More than half the patients (57%) engaged with MyEleanor. Of those who engaged, 58% accepted a transfer to a human patient navigator to reschedule a colonoscopy.

Researchers concluded that the tool could help reduce the bowel cancer disparities experienced by people in these communities.

Drugs melt bowel tumours, stop lung cancer advancing, stall breast cancer spread

Several drugs showed exciting results in fighting cancer. An immunotherapy drug, pembrolizumab, that “melts away” tumours dramatically increases the chances of curing some bowel cancers and may even replace the need for surgery, doctors said.

Giving the drug before surgery instead of chemotherapy led to a huge increase in patients being declared cancer-free, a clinical trial found.

Meanwhile, 60% of patients diagnosed with advanced forms of lung cancer who took lorlatinib were still alive five years later with no progression in their disease, data presented at the conference showed. The rate was 8% in patients treated with a standard drug, the trial found.

Doctors hailed the trial results as “off the chart”, saying the drug stopped lung cancer advancing for longer than any other treatment in medical history.

A third study found the drug Enhertu reduced the risk of cancer spreading in patients with HER2-low breast cancer by 38% compared with those who received chemotherapy.

Doctors also said weight-loss drugs offered a new weapon in the global fight against cancer, with “enormous potential” to prevent new cases and shrink tumours after research showed the jabs could cut the risk of developing the disease by a fifth.

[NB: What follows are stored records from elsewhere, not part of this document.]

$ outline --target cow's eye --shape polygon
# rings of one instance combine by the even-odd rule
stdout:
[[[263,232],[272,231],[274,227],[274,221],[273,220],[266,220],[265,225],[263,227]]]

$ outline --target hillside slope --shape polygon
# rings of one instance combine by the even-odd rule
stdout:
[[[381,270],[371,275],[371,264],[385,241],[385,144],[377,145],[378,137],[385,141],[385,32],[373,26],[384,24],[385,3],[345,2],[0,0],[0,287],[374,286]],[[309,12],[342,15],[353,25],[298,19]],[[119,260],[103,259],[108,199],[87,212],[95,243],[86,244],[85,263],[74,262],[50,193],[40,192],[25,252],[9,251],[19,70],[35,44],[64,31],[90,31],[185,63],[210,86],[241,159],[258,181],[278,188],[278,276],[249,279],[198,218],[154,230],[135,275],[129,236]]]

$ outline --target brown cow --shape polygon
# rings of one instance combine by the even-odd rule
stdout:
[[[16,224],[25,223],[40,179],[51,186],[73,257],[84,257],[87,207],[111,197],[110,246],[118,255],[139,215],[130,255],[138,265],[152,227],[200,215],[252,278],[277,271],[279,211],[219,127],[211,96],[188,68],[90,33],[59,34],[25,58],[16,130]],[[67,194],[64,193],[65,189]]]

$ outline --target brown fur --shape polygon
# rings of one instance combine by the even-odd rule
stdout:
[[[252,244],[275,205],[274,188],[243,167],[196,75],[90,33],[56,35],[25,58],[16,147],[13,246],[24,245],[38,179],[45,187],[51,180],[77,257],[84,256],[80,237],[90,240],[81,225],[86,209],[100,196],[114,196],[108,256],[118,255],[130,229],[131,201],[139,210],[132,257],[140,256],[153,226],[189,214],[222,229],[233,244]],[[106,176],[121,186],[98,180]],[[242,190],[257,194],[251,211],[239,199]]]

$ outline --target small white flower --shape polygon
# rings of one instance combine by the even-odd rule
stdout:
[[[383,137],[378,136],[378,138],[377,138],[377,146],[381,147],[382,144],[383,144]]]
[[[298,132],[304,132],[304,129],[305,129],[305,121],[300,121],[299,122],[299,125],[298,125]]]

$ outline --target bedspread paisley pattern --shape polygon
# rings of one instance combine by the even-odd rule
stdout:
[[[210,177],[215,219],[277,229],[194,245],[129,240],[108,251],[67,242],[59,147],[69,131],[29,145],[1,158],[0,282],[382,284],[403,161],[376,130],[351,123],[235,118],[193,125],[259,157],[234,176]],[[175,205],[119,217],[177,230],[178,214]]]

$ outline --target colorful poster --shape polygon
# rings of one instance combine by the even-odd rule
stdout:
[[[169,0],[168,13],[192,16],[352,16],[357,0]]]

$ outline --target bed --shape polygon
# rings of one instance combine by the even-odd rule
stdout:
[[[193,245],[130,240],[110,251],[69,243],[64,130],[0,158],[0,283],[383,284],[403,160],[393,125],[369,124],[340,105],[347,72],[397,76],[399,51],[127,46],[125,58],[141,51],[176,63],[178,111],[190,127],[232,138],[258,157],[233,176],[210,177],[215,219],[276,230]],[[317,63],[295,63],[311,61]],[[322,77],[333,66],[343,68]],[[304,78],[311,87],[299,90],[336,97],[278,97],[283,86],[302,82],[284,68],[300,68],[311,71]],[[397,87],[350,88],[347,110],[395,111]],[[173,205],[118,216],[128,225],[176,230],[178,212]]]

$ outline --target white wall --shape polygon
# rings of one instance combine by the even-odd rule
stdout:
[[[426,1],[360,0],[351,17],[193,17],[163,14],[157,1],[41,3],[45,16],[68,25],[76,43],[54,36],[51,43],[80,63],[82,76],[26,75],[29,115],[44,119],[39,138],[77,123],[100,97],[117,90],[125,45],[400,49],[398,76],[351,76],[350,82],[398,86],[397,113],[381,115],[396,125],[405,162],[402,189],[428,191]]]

Cancer survivors trying to conceive can successfully become pregnant and give birth

Early onset cancer was a key focus of discussion in Chicago. One study showed the rates of younger people developing the disease in the UK had risen 24% in two decades, a sharper increase than any other age group.

The trend has prompted a renewed interest in fertility: preserving the ability to become pregnant is often important for young people diagnosed with cancer. Certain treatments, including chemotherapy, radiotherapy and surgery, can have a temporary or permanent impact on a person’s fertility.

Researchers looked at long-term pregnancy and birth outcomes for breast cancer survivors who attempted pregnancy after treatment. They found most patients (73%) who attempted to have a baby after treatment became pregnant at least once.